Sales had observably reduced compared to previous years, and I think Novartis is critically looking forward to growing its oncology business segment, in addition to its Entresto medication. Meanwhile, the company was able to maintain its profitability.

For the past five years, Novartis had a sales and profit growth of -0.46% and 12.67%, respectively.

Meanwhile, both Morgan Stanley and Leerink Partners downgraded Novartis’ shares earlier this year. Multiplying its five-year earnings multiple with its trailing earnings would give a value of $50 a share.
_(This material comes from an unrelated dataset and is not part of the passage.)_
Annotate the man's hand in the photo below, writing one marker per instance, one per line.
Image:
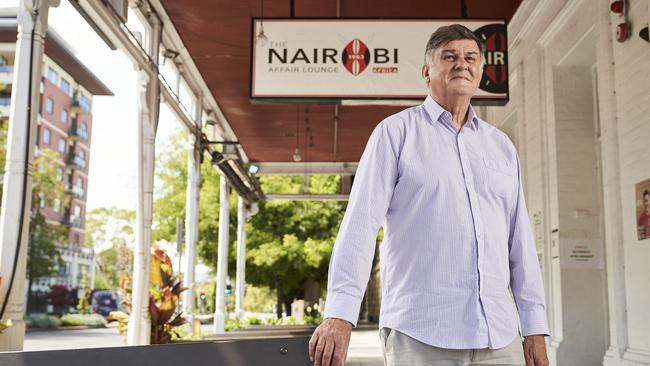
(329, 343)
(535, 350)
In summary, Novartis would be a HOLD.

Notes

  1. Morningstar data.
  2. Annual filing: Novartis paid GSK a fee of $5 million in consideration for the grant of the Influenza Put Option.
  3. Bloomberg: David Epstein, who has spent six years overseeing Novartis’s pharmaceutical business, has been rumored to be a potential candidate to succeed Glaxo CEO Andrew Witty when he leaves next year.
  4. Annual filing: The Surgical portfolio includes technologies and devices for cataract, retinal, glaucoma and refractive surgery, as well as intraocular lenses to treat cataracts and refractive errors, like presbyopia and astigmatism.

Alcon also provides viscoelastics, surgical solutions, surgical packs and other disposable products for cataract and vitreoretinal surgery.

Ophthalmic Pharmaceuticals portfolio includes treatment options for elevated intraocular pressure caused by glaucoma, anti-infectives to aid in the treatment of bacterial infections and bacterial conjunctivitis, and ophthalmic solutions to treat inflammation and pain associated with ocular surgery, as well as an intravitreal injection for vitreomacular traction including macular hole.

Ophthalmic Pharmaceuticals portfolio also includes eye and nasal allergy treatments, as well as over-the-counter dry eye relief and ocular vitamins.

The Vision Care portfolio comprises daily disposable, monthly replacement and color-enhancing contact lenses, as well as a complete line of contact lens care products including multi-purpose and hydrogen-peroxide based solutions, rewetting drops and daily protein removers.

5. As per Wall Street Journal.

6. Annual Filing: Retail Generics franchise develops, manufactures and markets active ingredients and finished dosage forms of pharmaceuticals to third parties. Retail Generics includes the areas of dermatology, respiratory and ophthalmics, as well as the areas of cardiovascular, metabolism, central nervous system, pain, gastrointestinal, and hormonal therapies. Finished dosage form anti-infectives sold to third parties are also part of Retail Generics.

Anti-Infectives supplies generic antibiotics to a broad range of customers, as well as active pharmaceutical ingredients and intermediates to the pharmaceutical industry worldwide.

Biopharmaceuticals franchise develops, manufactures and markets protein or other biotechnology based products known as biosimilars and provides biotechnology manufacturing services to other companies.

Oncology Injectables franchise develops, manufactures and markets cytotoxic products for the hospital market.

7. GuruFocus data.

8. GuruFocus data.

Disclosure: I do not own shares in any of the companies mentioned in this article.